Free Google Data Engineer Assessment Test 
Assessment Test (25 Questions)
Q1: You want to use managed services when you move your machine learning operations to the Google Cloud Platform. You have been managing a Spark cluster because of your frequent usage of the MLlib library. What managed GCP service would you choose?
A. Cloud SQL B. BigQuery C. Cloud Dataproc D. Cloud CDN
Explanation: A managed service for Hadoop and Spark is called Cloud Dataproc. For running Apache Spark, Apache Flink, Presto, and more than 30 more open source tools and frameworks, it is a fully managed and highly scalable service.
Q2: Your organization is creating a database to store data from a product catalog. They came to the conclusion that you needed to make use of a database that supported flexible transactions and schemas. Which service would you intend to utilize?
A. Cloud Fire-store B. Cloud Spanner C. Cloud Bigtable D. Cloud SDK
Explanation: A managed file database that allows customizable schemas and transactions is known as Cloud Fire-store.
Q3: Because competitors’ e-commerce platforms offer a more customized consumer experience for their clients, including product recommendations that could be of interest to them, your business has been losing market share. According to the CEO, your business will offer comparable services in 90 days. Which GCP service would you employ to assist you to achieve this goal?

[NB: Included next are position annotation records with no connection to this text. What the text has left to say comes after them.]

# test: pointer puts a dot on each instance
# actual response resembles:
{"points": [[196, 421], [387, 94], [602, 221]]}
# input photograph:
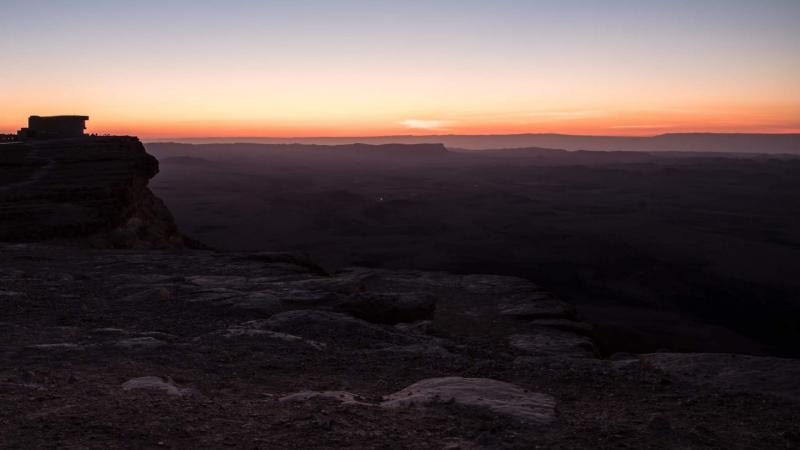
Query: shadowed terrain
{"points": [[680, 251]]}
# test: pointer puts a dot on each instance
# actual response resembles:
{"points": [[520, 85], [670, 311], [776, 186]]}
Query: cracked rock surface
{"points": [[196, 349]]}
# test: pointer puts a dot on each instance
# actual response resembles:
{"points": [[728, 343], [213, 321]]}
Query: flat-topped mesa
{"points": [[54, 127], [90, 189]]}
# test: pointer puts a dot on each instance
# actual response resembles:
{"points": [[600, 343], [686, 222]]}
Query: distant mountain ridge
{"points": [[678, 142]]}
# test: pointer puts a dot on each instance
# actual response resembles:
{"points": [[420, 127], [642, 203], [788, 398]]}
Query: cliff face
{"points": [[90, 189]]}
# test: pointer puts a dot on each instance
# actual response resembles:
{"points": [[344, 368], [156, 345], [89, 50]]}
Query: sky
{"points": [[179, 68]]}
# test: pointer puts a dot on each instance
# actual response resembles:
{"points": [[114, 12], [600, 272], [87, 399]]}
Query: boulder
{"points": [[157, 384], [547, 342], [500, 397], [338, 329]]}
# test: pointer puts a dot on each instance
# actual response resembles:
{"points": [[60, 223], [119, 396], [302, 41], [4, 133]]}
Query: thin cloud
{"points": [[434, 125]]}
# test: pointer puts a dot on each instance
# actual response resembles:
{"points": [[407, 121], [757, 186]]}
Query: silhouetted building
{"points": [[54, 127]]}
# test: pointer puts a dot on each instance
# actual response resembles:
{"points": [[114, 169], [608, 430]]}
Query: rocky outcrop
{"points": [[93, 189], [208, 350]]}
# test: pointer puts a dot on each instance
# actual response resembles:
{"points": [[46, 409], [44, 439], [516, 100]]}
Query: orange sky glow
{"points": [[271, 69]]}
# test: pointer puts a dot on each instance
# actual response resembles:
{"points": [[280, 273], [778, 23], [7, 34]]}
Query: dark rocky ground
{"points": [[78, 324], [679, 251]]}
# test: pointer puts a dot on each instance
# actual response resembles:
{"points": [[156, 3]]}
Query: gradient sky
{"points": [[175, 68]]}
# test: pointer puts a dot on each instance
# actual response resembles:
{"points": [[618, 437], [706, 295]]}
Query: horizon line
{"points": [[482, 135]]}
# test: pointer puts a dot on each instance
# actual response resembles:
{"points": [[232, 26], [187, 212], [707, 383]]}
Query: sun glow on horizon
{"points": [[241, 68]]}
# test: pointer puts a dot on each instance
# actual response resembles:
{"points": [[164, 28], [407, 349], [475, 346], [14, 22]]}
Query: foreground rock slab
{"points": [[500, 397]]}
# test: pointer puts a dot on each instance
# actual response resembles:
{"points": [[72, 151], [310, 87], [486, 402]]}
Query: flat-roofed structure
{"points": [[54, 127]]}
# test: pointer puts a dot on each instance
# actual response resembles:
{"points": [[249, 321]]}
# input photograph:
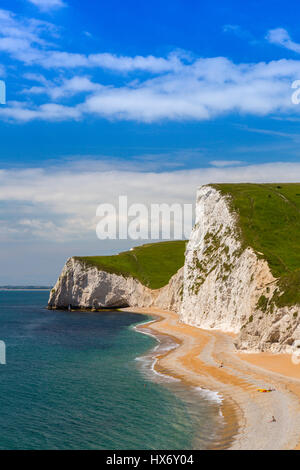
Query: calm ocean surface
{"points": [[85, 381]]}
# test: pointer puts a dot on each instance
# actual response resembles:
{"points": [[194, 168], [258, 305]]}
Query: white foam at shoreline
{"points": [[210, 394]]}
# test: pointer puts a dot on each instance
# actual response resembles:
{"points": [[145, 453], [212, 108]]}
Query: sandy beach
{"points": [[247, 412]]}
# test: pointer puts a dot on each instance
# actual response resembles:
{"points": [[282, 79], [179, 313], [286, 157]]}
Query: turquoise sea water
{"points": [[85, 381]]}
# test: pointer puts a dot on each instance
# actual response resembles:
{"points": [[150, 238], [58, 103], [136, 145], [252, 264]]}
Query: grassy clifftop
{"points": [[152, 264], [269, 221]]}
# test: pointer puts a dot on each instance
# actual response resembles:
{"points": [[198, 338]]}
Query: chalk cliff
{"points": [[227, 287], [87, 287], [223, 284]]}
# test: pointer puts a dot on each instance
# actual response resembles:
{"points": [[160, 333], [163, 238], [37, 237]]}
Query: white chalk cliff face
{"points": [[223, 283], [220, 286], [87, 287]]}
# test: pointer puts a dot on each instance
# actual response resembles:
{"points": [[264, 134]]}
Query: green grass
{"points": [[152, 264], [269, 222]]}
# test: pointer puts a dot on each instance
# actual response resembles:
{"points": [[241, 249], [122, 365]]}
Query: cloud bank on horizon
{"points": [[150, 89], [190, 115]]}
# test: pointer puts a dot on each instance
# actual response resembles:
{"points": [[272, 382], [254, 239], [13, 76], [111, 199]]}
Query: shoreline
{"points": [[247, 413]]}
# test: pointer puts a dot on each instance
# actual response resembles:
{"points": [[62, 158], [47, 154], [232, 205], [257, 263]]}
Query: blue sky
{"points": [[145, 99]]}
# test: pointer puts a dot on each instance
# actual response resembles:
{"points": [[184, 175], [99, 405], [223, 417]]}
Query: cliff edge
{"points": [[241, 271]]}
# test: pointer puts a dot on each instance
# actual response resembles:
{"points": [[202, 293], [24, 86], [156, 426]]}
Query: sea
{"points": [[84, 380]]}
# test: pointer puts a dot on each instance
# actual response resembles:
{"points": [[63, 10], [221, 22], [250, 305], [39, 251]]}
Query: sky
{"points": [[144, 99]]}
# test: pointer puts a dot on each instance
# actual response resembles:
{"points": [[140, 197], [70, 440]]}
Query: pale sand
{"points": [[247, 413]]}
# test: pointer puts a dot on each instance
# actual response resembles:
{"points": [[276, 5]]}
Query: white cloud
{"points": [[281, 37], [67, 87], [205, 89], [176, 87], [223, 163], [63, 200], [47, 5]]}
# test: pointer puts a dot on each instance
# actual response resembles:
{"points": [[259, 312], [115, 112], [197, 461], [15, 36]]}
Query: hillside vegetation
{"points": [[269, 222], [152, 264]]}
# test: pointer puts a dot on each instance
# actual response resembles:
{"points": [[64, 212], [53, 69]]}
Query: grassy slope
{"points": [[269, 218], [152, 264]]}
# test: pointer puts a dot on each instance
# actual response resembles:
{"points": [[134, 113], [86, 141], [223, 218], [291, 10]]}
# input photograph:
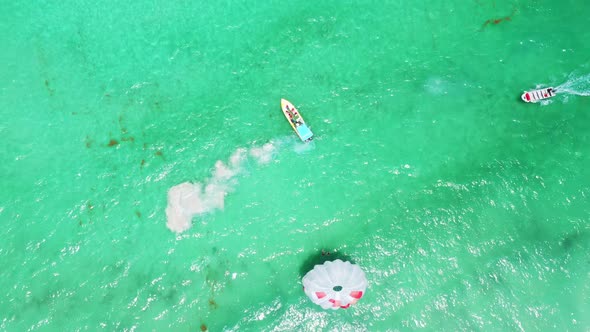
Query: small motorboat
{"points": [[296, 121], [534, 96]]}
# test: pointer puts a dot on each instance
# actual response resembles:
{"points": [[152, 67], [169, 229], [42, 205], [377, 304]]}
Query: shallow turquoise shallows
{"points": [[467, 209]]}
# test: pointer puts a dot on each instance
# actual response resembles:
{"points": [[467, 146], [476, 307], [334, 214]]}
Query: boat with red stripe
{"points": [[534, 96]]}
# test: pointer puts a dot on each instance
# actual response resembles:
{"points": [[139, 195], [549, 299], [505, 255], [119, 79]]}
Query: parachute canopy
{"points": [[335, 284]]}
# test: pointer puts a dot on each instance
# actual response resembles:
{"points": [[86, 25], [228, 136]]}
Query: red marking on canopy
{"points": [[356, 294]]}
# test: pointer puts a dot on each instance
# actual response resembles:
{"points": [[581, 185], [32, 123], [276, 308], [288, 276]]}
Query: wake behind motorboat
{"points": [[534, 96]]}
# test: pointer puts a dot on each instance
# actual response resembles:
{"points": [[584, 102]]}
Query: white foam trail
{"points": [[576, 85], [187, 199]]}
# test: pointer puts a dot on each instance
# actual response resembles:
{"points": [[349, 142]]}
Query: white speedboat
{"points": [[296, 121], [534, 96]]}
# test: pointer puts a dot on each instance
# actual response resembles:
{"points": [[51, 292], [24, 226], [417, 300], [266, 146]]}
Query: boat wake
{"points": [[576, 86], [188, 199]]}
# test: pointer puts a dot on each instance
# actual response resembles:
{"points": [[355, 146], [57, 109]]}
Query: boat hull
{"points": [[296, 121], [537, 95]]}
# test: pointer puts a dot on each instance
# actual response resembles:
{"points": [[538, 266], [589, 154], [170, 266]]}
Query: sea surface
{"points": [[467, 209]]}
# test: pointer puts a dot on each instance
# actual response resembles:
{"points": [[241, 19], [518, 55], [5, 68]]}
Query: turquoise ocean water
{"points": [[467, 209]]}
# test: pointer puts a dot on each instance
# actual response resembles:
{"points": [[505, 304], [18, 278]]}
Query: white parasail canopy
{"points": [[335, 284]]}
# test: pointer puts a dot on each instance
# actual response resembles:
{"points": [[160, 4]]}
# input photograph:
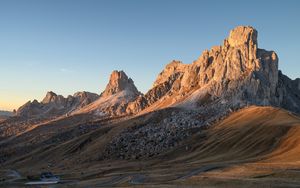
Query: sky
{"points": [[67, 46]]}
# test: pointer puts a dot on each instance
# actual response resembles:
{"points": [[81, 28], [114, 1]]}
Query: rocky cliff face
{"points": [[236, 73], [53, 104], [114, 100]]}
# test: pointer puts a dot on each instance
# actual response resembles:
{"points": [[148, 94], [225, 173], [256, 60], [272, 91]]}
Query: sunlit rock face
{"points": [[237, 72]]}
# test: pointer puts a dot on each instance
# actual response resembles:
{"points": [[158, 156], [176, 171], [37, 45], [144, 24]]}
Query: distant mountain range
{"points": [[235, 74]]}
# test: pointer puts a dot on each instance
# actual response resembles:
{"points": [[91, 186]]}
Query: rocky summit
{"points": [[237, 73]]}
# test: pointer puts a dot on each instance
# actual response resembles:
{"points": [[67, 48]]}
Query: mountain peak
{"points": [[242, 35], [118, 82], [49, 97]]}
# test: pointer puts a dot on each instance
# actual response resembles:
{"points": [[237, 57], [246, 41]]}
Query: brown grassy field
{"points": [[253, 147]]}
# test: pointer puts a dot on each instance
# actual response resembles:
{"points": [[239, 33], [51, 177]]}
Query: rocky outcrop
{"points": [[119, 82], [55, 105], [113, 101], [237, 73]]}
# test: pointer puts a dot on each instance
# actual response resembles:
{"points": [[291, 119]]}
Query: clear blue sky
{"points": [[70, 45]]}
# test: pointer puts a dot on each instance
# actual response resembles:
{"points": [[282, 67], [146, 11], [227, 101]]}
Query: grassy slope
{"points": [[255, 146]]}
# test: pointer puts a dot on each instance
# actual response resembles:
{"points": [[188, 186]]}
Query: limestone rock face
{"points": [[118, 82], [114, 100], [237, 73]]}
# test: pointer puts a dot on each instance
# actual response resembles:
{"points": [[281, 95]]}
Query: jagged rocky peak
{"points": [[237, 72], [171, 69], [118, 82], [50, 97], [242, 35]]}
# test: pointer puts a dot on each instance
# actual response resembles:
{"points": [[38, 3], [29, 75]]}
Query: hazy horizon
{"points": [[67, 46]]}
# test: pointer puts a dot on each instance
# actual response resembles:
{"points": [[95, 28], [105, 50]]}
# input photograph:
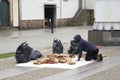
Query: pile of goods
{"points": [[55, 58]]}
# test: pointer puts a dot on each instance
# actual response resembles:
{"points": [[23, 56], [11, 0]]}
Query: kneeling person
{"points": [[90, 49]]}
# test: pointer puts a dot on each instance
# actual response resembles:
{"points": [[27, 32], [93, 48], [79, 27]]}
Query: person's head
{"points": [[77, 38]]}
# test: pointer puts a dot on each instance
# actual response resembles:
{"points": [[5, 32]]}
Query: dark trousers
{"points": [[92, 55]]}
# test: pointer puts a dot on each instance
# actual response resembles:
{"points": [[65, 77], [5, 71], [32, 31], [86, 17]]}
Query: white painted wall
{"points": [[34, 9], [107, 10], [107, 15], [89, 4]]}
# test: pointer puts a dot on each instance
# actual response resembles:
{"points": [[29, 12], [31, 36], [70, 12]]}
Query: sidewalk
{"points": [[40, 39]]}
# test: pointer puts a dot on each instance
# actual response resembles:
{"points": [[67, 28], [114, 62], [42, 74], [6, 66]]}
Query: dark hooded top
{"points": [[83, 44]]}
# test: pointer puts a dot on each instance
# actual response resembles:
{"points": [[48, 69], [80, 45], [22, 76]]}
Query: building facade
{"points": [[26, 14]]}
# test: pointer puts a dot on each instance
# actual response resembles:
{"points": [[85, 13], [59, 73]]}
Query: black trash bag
{"points": [[35, 54], [73, 49], [23, 53], [57, 46]]}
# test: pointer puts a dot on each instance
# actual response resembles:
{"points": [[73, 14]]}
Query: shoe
{"points": [[100, 58]]}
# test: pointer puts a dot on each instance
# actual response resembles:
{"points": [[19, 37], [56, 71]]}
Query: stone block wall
{"points": [[31, 24], [85, 17]]}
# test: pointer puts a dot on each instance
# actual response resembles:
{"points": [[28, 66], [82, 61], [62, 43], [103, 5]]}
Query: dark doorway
{"points": [[4, 13], [50, 13]]}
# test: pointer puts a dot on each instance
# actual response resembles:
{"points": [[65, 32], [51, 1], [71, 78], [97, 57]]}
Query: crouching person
{"points": [[90, 49]]}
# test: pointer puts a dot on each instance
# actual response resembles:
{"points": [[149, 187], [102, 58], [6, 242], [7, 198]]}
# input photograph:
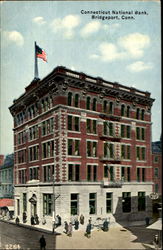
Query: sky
{"points": [[124, 48]]}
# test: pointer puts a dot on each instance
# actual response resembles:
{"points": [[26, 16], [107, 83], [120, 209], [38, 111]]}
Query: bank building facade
{"points": [[82, 145]]}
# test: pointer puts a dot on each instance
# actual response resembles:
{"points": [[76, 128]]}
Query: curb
{"points": [[30, 227]]}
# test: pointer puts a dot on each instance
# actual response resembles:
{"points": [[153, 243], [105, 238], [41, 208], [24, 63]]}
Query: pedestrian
{"points": [[72, 219], [66, 227], [105, 227], [17, 221], [156, 241], [88, 230], [69, 233], [24, 217], [82, 219], [56, 221], [42, 243], [32, 220], [43, 220], [76, 224], [59, 220], [36, 218], [147, 221]]}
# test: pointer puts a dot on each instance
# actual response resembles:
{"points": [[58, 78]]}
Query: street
{"points": [[12, 235], [135, 237]]}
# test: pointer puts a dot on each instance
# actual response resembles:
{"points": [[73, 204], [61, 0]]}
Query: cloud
{"points": [[139, 66], [134, 43], [65, 25], [111, 27], [39, 20], [90, 28], [126, 47], [14, 36], [108, 52]]}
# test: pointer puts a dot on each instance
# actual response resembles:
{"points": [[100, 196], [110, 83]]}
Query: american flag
{"points": [[40, 53]]}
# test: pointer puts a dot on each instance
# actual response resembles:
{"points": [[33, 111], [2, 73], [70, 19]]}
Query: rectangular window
{"points": [[126, 202], [94, 149], [47, 204], [91, 172], [141, 201], [77, 147], [128, 132], [143, 174], [110, 129], [105, 171], [92, 203], [109, 202], [73, 172], [128, 152], [69, 122], [123, 173], [94, 126], [47, 171], [94, 173], [155, 159], [143, 133], [111, 171], [138, 133], [88, 126], [138, 153], [143, 154], [156, 188], [70, 173], [88, 148], [88, 172], [77, 172], [128, 174], [76, 123], [156, 172], [74, 204], [122, 131], [70, 141], [123, 151], [18, 207], [105, 128], [138, 174], [24, 202]]}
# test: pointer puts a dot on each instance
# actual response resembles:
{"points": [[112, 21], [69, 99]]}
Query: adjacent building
{"points": [[6, 176], [86, 142], [157, 166]]}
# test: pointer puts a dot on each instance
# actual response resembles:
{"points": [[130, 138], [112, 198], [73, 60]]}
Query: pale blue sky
{"points": [[119, 50]]}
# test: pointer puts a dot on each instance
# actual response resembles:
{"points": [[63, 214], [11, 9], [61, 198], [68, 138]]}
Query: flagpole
{"points": [[36, 65]]}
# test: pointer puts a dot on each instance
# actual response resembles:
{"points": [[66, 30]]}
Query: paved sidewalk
{"points": [[118, 237]]}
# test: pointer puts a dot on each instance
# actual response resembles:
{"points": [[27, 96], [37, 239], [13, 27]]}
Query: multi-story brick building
{"points": [[6, 177], [93, 136], [157, 166]]}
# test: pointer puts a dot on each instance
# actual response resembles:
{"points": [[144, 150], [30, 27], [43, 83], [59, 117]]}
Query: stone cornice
{"points": [[60, 79]]}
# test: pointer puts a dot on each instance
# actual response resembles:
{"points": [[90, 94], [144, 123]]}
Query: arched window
{"points": [[105, 106], [122, 110], [128, 111], [142, 114], [137, 113], [94, 104], [88, 102], [110, 108], [76, 100], [69, 102]]}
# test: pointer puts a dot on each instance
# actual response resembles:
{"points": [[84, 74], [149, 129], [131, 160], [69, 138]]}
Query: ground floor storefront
{"points": [[121, 202]]}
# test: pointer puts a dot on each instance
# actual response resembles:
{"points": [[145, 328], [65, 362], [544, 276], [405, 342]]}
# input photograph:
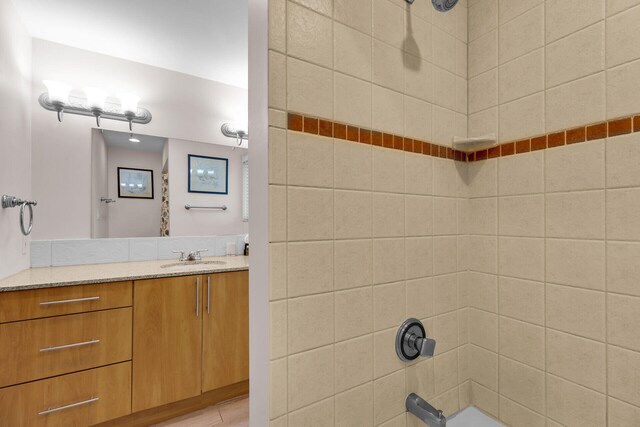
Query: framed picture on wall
{"points": [[208, 175], [135, 183]]}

A. Cloud Build B. DataFlow C. Cloud Sql D. AI Platform
Explanation: Machine learning, which is required to provide recommendations, is a managed service provided by the AI Platform.
Q4: Your company’s finance division has been storing data on-site. They are no longer interested in keeping up an expensive dedicated storage system. For ten years, they want to keep up to 300 TB of data. Most likely, no one will access the data at all. Additionally, they seek to reduce expenses. Which storage service would you suggest?
A. Cloud Storage for Firebase B. Cloud Storage Coldline storage C. File-store D. Persistent Disk
Explanation: The most affordable choice is Cloud Storage Coldline, which is made for data that is accessed less than once per year.
For more information about Storage Classes, Please refer to the following link: https://cloud.google.com/storage/docs/storage-classes
Q5: Using private data, you will create machine learning models. Your business has a number of rules in place to safeguard sensitive data, one of which requires enhanced security for virtual machines (VMs) used to process sensitive data. Which GCP service would you turn in to meet such demands?
A. Shielded VMs B. Cloud Data Loss Prevention C. Security center D. Secret Manager
Explanation: Shielded VMs are instances with enhanced security measures. Virtual machines (VMs) in the Google Cloud have been “shielded” from rootkits and bootkits by a set of security rules.
For more information about Virtual machine instances, Please refer to the following link: https://cloud.google.com/compute/docs/instances
Q6: A machine learning algorithm that you created can recognize things in photos. Users may upload images to your company’s mobile app and receive a list of the objects that have been detected in the images. You must put the system in place to recognize when a new image is uploaded to cloud storage and to call the model to do the analysis. For that, which GCP service would you choose?
A. Data Studio B. Data Catalog C. Cloud Functions D. Cloud Run
Explanation: A managed serverless solution called Cloud Functions can respond to cloud-based events like the creation of a file in Cloud Storage.
For more information about Cloud Storage, Please refer to the following link: https://cloud.google.com/storage
Q7: The data is processed in a Cloud Dataflow pipeline before being written to Cloud Bigtable by an IoT system, which streams data to a Cloud Pub/Sub topic for ingestion. Even if nodes are not being utilized to their highest extent, latency is growing as more data is supplied. What would you start looking for as a significant source of this issue?
A. During write operations, too many indexes are being changed. B. The cluster has too many nodes C. A surplus of column families D. A poorly designed row key
Answer: (D) A poorly designed row key
Explanation: Hot spotting might be caused by a row key that is poorly designed.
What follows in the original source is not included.